Message From Space Was Decoded

On: Monday, November 18, 2024

Message From Space
An art project from the SETI Institute, a nonprofit in Mountain View, California, devoted to searching for life beyond Earth, received a message from outer space over a year ago before a father-daughter team of citizen scientists recently deciphered the message. Its meaning, however, remains a mystery.

After the ExoMars Trace Gas Orbiter, a European Space Agency spacecraft orbiting Mars, beamed a signal containing an alien-like message in May 2023, three observatories on Earth picked it up and released the raw data on the internet, giving citizen scientists across the globe a chance to decipher the transmission.

Ken Chaffin and daughter Keli, who worked on decoding the message for nearly a year, uncovered the answer in June, the European Space Agency announced last 22 October. Doing so required thousands of hours experimenting with various ideas and running mathematical simulations on a computer, the Chaffins told CNN.

In what appears to be clusters of white pixels on a black background, the visualized message is of five configurations that represent amino acids, the building blocks of life. The message is not static but is in motion and only displays the arrangement for about one-tenth of a second. The project’s designers confirmed that amino acids are the intended message, but they are leaving the interpretation open.

Now, citizen scientists are grappling with the meaning behind the cryptic cosmic puzzle. So far, the community engaged in the project has not been able to determine and agree on what the amino acids represent.

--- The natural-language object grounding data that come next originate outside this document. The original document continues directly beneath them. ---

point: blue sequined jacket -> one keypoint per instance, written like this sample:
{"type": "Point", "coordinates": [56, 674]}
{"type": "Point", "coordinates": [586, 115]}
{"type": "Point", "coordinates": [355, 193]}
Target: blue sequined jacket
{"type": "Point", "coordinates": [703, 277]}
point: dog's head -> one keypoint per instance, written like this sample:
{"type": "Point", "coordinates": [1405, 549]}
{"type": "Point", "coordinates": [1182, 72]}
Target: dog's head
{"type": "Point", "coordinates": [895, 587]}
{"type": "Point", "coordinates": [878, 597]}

When Ken Chaffin came across the original image from the scrambled raw data, which the Discord community of citizen scientists referred to as the "starmap," he said he suspected a cellular automata algorithm produced it.

Cellular automata are grids of units that are mathematically coded to move or follow certain sets of rules. "I knew I had the skills to decode the message," he said, explaining he has decades of amateur experience working with cellular automata.

By running the cellular automata simulations on the "starmap," the Chaffins were eventually able to generate the image of the amino acids.

"I had no idea what the message would show or say," he added. "I suspected that it might have something to do with life." When the image of the clusters revealed itself, Chaffin said he immediately recognized them to be amino acids from school chemistry classes.